A Brief History and Description
The "Appeal for Amnesty" called for the release of all people imprisoned because of peaceful expression of their beliefs, politics, race, religion, color, or national origin. Benenson called these people, "prisoners of conscience." His plan was to encourage people to write letters to government officials in countries which had prisoners of conscience, calling for their release.
The campaign grew enormously, spread to other countries, and by the end of 1961 the organization, Amnesty International (AI), had been formed.
Amnesty was founded on the principle that people have fundamental rights that transcend national, cultural, religious, and ideological boundaries. It worked to obtain prompt and fair trials for all prisoners, to end torture and executions, and to secure the release of prisoners of conscience. (Prisoners of conscience, as Amnesty defines them, are people imprisoned solely because of their political or religious beliefs, gender, or their racial or ethnic origin, who have neither used nor advocated violence.) Amnesty International's Mandate was based on the United Nations Universal Declaration of Human Rights .
Amnesty's earliest activity was individual letter-writing on behalf of prisoners of conscience. After the organization had investigated a prisoner's case and determined that he or she was indeed a prisoner of conscience, it would "adopt" this prisoner. People in the group would write many letters to officials in that prisoner's country asking for his or her release. They would also, if it was safe to do so, contact the prisoner's family and offer help.
This worked extremely well, probably because people involved with Amnesty felt a bond with individual prisoners, whose names, cases, and families they grew to know, far more than they could have with a set of statistics on a country's human rights record. It also established Amnesty's early focus on individuals, not countries or political systems. Amnesty members work on behalf of individuals, not to change political systems.

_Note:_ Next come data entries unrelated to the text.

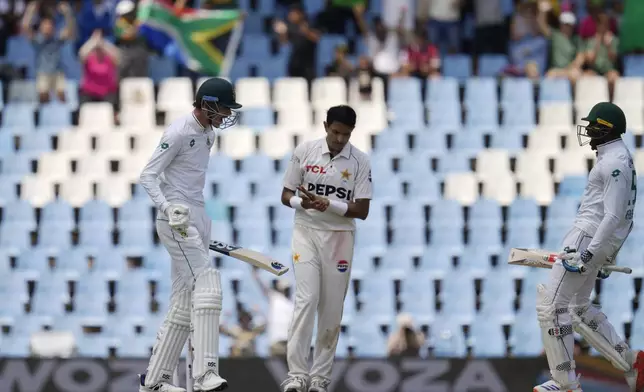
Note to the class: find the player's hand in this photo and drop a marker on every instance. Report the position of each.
(178, 218)
(313, 201)
(574, 261)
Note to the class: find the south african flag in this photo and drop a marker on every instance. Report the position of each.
(201, 35)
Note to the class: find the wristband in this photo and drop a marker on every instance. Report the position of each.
(296, 203)
(338, 207)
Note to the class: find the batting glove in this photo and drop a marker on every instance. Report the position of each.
(178, 218)
(576, 261)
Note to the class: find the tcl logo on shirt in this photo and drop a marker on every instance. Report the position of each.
(326, 190)
(316, 169)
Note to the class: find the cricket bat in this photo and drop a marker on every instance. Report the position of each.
(252, 257)
(545, 259)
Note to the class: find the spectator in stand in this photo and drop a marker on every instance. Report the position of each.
(341, 65)
(601, 52)
(566, 54)
(444, 22)
(48, 46)
(405, 341)
(383, 46)
(280, 308)
(243, 334)
(589, 25)
(421, 58)
(94, 15)
(304, 40)
(490, 34)
(365, 74)
(100, 59)
(133, 48)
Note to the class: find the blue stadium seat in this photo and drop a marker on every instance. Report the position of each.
(487, 338)
(491, 65)
(445, 117)
(36, 143)
(96, 211)
(485, 211)
(18, 116)
(407, 115)
(443, 91)
(20, 212)
(16, 166)
(404, 90)
(55, 114)
(572, 186)
(447, 236)
(458, 296)
(480, 91)
(562, 209)
(519, 115)
(497, 296)
(257, 117)
(258, 165)
(391, 142)
(555, 90)
(52, 234)
(457, 66)
(524, 209)
(448, 340)
(95, 234)
(524, 233)
(467, 143)
(136, 237)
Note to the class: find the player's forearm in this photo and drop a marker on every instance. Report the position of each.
(150, 182)
(605, 230)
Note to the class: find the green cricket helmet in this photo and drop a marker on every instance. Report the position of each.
(605, 120)
(216, 98)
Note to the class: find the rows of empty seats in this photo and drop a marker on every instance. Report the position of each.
(481, 166)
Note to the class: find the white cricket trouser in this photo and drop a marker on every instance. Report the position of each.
(189, 257)
(322, 263)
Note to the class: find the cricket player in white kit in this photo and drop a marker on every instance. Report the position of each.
(603, 222)
(334, 182)
(175, 178)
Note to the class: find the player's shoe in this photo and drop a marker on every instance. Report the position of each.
(553, 386)
(294, 384)
(635, 376)
(210, 382)
(319, 384)
(160, 387)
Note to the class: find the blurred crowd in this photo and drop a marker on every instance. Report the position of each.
(539, 37)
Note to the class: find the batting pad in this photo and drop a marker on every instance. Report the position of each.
(170, 340)
(556, 333)
(206, 308)
(591, 323)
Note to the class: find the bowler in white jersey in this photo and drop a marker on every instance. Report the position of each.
(603, 222)
(334, 182)
(175, 178)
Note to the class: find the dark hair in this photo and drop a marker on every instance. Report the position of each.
(343, 114)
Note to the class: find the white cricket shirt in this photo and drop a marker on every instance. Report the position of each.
(177, 170)
(606, 210)
(345, 177)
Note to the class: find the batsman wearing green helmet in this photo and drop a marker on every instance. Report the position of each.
(602, 224)
(175, 178)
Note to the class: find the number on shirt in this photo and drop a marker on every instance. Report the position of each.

During the late 1960s, members who want to be more active at the local level began to form what were then called Adoption Groups, and in the 1980s were renamed Local Groups, to focus additional efforts on an adopted prisoner and specific country or issue campaigns. They also helped increasingly with publicity, education, and fundraising at the grassroots level, and reached out to churches, schools, businesses, professional organizations, and labor unions. This activity brought in new members and resources, spurring the organization's growth.
After some mistakes and consequent bad publicity, in the late 1960s Amnesty adopted the rule that people in the organization were to work on cases only outside of their countries. This was for a couple of reasons. First and most important, experience had indicated that some people were not sufficiently impartial about cases in their own countries. They would either believe a story about a human rights abuse without checking it out, or refuse to believe it without verifying that it was actually false. Since the impartiality and accuracy of Amnesty (or any human rights organization) is the source of its reputation and ability to influence events, this was a serious problem.

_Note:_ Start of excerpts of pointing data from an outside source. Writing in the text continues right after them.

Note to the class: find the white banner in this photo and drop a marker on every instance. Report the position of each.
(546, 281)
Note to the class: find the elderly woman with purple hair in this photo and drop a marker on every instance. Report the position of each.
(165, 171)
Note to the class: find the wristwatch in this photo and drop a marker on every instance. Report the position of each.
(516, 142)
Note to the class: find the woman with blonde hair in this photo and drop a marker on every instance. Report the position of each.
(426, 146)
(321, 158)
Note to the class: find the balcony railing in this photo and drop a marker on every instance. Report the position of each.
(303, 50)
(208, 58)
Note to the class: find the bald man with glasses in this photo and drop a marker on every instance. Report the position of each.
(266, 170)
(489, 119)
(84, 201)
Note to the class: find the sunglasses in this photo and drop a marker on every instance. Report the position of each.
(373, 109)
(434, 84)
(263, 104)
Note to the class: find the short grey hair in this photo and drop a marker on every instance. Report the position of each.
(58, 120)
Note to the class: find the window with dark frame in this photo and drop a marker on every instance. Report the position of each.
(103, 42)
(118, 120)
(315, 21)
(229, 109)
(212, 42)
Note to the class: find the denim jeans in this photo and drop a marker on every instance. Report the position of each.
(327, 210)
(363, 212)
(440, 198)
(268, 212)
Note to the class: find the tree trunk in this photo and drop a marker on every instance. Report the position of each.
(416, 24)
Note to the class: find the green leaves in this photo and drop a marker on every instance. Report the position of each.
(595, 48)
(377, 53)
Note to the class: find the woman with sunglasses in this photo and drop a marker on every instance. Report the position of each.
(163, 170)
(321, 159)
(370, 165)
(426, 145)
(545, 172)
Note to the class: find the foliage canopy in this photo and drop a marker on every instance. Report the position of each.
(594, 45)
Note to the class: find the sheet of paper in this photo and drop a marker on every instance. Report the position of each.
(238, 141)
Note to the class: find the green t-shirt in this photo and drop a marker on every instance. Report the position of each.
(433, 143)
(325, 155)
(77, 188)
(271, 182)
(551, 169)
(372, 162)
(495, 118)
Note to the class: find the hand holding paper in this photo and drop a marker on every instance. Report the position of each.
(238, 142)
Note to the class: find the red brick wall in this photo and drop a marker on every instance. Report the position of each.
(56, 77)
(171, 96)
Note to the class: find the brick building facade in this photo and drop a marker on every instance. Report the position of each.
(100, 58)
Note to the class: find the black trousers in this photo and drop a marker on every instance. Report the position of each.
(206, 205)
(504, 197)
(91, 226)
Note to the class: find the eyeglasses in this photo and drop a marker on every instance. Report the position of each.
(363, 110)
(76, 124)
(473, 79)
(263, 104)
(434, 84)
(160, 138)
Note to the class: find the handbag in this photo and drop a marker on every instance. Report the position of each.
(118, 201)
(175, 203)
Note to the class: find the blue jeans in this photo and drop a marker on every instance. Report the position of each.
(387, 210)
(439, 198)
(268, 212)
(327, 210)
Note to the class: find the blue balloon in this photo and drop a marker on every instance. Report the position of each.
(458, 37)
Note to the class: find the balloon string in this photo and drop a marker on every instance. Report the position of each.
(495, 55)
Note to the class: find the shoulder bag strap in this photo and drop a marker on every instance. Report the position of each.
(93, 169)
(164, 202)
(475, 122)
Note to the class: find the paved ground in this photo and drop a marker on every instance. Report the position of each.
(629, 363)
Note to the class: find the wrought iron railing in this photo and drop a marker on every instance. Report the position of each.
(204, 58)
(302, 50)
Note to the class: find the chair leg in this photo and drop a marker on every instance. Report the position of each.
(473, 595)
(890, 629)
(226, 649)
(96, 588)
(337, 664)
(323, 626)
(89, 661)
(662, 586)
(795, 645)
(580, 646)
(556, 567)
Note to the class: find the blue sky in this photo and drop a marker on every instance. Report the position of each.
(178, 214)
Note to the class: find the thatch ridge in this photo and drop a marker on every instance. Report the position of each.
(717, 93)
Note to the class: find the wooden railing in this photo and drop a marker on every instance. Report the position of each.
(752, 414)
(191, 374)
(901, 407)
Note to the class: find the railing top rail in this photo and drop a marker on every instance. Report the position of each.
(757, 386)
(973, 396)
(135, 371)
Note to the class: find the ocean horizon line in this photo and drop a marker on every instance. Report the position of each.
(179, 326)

Second, relatively few countries tolerated human rights activism sufficiently to allow an internal activist to work without interference or threats to his freedom and safety.

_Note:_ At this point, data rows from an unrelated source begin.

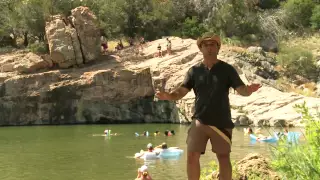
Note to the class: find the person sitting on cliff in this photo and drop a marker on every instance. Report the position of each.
(104, 44)
(168, 46)
(143, 173)
(159, 51)
(173, 132)
(106, 131)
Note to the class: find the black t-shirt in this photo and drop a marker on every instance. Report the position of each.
(211, 88)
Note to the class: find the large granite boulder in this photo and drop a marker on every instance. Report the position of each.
(74, 40)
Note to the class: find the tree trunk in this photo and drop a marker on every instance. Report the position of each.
(26, 41)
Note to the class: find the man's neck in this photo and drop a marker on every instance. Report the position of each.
(209, 62)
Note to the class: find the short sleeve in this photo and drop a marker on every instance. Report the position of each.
(234, 78)
(188, 80)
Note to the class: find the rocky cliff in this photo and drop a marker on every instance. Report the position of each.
(75, 84)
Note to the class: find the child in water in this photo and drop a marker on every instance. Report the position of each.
(143, 173)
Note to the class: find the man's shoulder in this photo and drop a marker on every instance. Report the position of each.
(226, 65)
(197, 66)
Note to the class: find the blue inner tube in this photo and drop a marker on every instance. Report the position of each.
(269, 139)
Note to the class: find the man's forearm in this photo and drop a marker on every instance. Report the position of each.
(244, 91)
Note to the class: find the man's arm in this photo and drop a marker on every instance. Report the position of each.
(243, 90)
(178, 93)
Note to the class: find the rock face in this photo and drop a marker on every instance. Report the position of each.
(120, 88)
(24, 63)
(74, 40)
(102, 96)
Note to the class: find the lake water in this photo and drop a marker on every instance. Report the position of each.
(79, 152)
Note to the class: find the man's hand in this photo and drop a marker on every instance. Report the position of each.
(175, 95)
(163, 96)
(253, 88)
(248, 90)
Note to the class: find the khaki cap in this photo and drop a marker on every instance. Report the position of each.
(209, 36)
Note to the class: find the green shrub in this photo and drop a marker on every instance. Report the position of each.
(315, 18)
(234, 18)
(38, 48)
(192, 28)
(298, 12)
(300, 161)
(297, 61)
(268, 4)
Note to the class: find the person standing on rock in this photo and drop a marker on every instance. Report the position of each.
(210, 81)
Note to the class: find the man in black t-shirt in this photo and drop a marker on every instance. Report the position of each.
(210, 81)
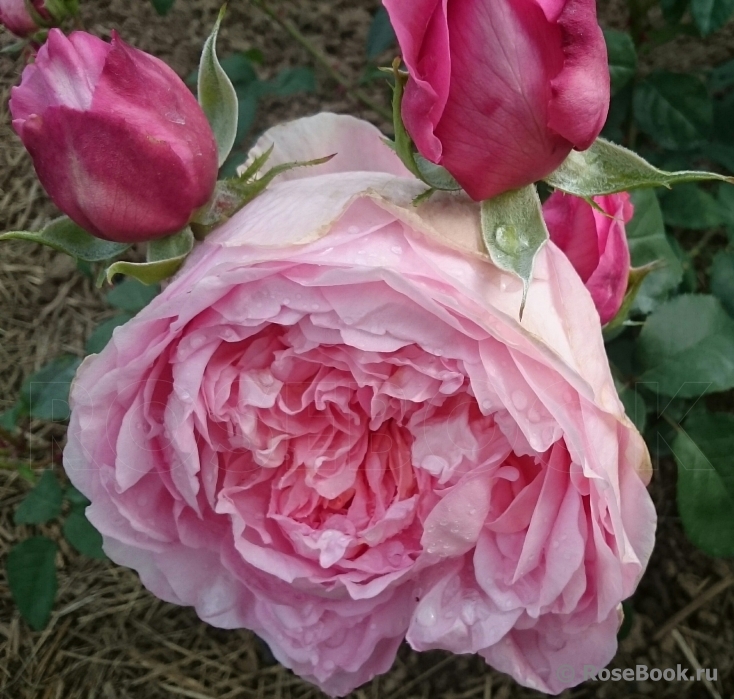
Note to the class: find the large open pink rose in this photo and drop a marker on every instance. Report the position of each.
(331, 428)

Most of these early principles and types of work remain unchanged, although the organization has grown to over 1 million members in over 150 countries as of 1993.
Despite early mistakes and setbacks, and despite growing international opposition by human rights abusers, the crazy quilt of methods, tools, and activities that formed Amnesty International worked. In 1977 Amnesty International was awarded the Nobel Peace Prize for its work.
Many early members of Amnesty were professors or others involved in higher education, but during the early 1980s the number of college campus groups, most of whose members were students, grew tremendously. Because their membership changed rapidly, these groups did not adopt prisoners, but instead worked on country campaigns, organized publicity, and wrote letters on behalf of adopted prisoners for other groups. In many cases a campus group would team up with a local adoption group to organize human rights events and get out letters for their adopted prisoner.
In the mid-1980s a number of musicians and artists, some quite prominent, adopted Amnesty International as a special cause. Several gave concerts or even entire tours and donated the profits to the group. This brought about tremendous growth and new visibility for the organization. It also increased Amnesty's budget tremendously. New staff was hired and new regional offices opened all over the world.
Amnesty International is effective because of its accuracy and impartiality. Research departments at the London headquarters, the International Secretariat (IS), devote substantial resources to obtaining accurate information about prisoners of conscience. AI has established a reputation as a credible source of information. This credibility is tied to its independence from all governments, political or religious factions, and economic interests.
Volunteers still carry out most of AI's work. They write letters to governments that are abusing the human rights of those who hold opposing viewpoints, whether through imprisonment, harrassment, threats, physical mistreatment, torture, "disappearances", or politically-motivated murder. They staff tables at public events, passing out information to the public on prisoners of conscience and human rights issues. They organize demonstrations, write press releases, found letter-writing groups at their churches or synagogues, and exercise their intelligence and imagination in almost unlimited ways.
AI never claims credit for the release of prisoners. Releases are the result of many factors, not the least of which are the actions (often taken at considerable risk) of families and friends. However, many released prisoners have said that Amnesty's publicity and letters were very important. In fact, releases are the most easily observable, but not the only, consequence of AI's work. Conditions with the prison may be improved, torture may be stopped or prevented, and the prisoners may be given real hope by the knowledge that they have not been forgotten.